Still, to most, if not all, people the basic idea of the species is not difficult to grasp. I would argue that for the most part what a species is, is intuitive. We know that Northern Cardinal is not the same as a Greater Roadrunner. They look nothing alike, they make different vocalizations, they have different habits, live in different habitats, and so on. A little more subtly, most people could tell that a Yellow Warbler is different than a Wilson's Warbler if compared next to each other. However, more difficult, but arguably as intuitive is deciding when cryptic species are different. We know that Willow and Alder flycatchers are not the same. They may look the same (almost) and have awfully similar habits, but they make different vocalizations, have different DNA, and so on.

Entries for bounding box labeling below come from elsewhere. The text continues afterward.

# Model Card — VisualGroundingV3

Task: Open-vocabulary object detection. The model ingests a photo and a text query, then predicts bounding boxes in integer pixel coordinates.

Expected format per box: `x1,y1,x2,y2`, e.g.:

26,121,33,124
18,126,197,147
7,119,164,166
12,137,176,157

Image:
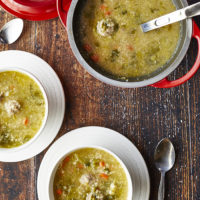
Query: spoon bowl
154,138,175,172
154,138,175,200
0,18,24,44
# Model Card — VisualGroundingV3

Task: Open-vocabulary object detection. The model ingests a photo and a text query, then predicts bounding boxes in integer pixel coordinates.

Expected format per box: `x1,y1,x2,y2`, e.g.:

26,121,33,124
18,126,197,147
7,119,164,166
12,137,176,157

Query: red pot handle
57,0,72,28
151,21,200,88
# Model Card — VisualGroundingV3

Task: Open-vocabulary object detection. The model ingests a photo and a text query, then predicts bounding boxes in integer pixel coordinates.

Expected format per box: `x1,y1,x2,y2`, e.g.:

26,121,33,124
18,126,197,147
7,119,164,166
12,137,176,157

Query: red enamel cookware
57,0,200,88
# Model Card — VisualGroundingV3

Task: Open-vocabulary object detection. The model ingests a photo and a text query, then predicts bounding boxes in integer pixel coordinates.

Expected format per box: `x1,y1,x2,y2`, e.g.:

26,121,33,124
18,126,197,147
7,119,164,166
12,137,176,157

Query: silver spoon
141,2,200,32
154,138,175,200
0,18,24,44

One use of bird song is to help distinguish between other species. Prothonotary Warbler, Magee Marsh, OH [Photo by Lukas Musher] |
In the words of the great ecologist, Ernst Mayr, species are "natural kinds." Ultimately, though, a species in it's most basic definition is just an entity that evolved independently of other such entities. In order to be independent, and thus for speciation to occur, they must not breed with other such entities during the course of their evolution. In the next part of this series I will discuss some of the major ways of delimiting species in biology.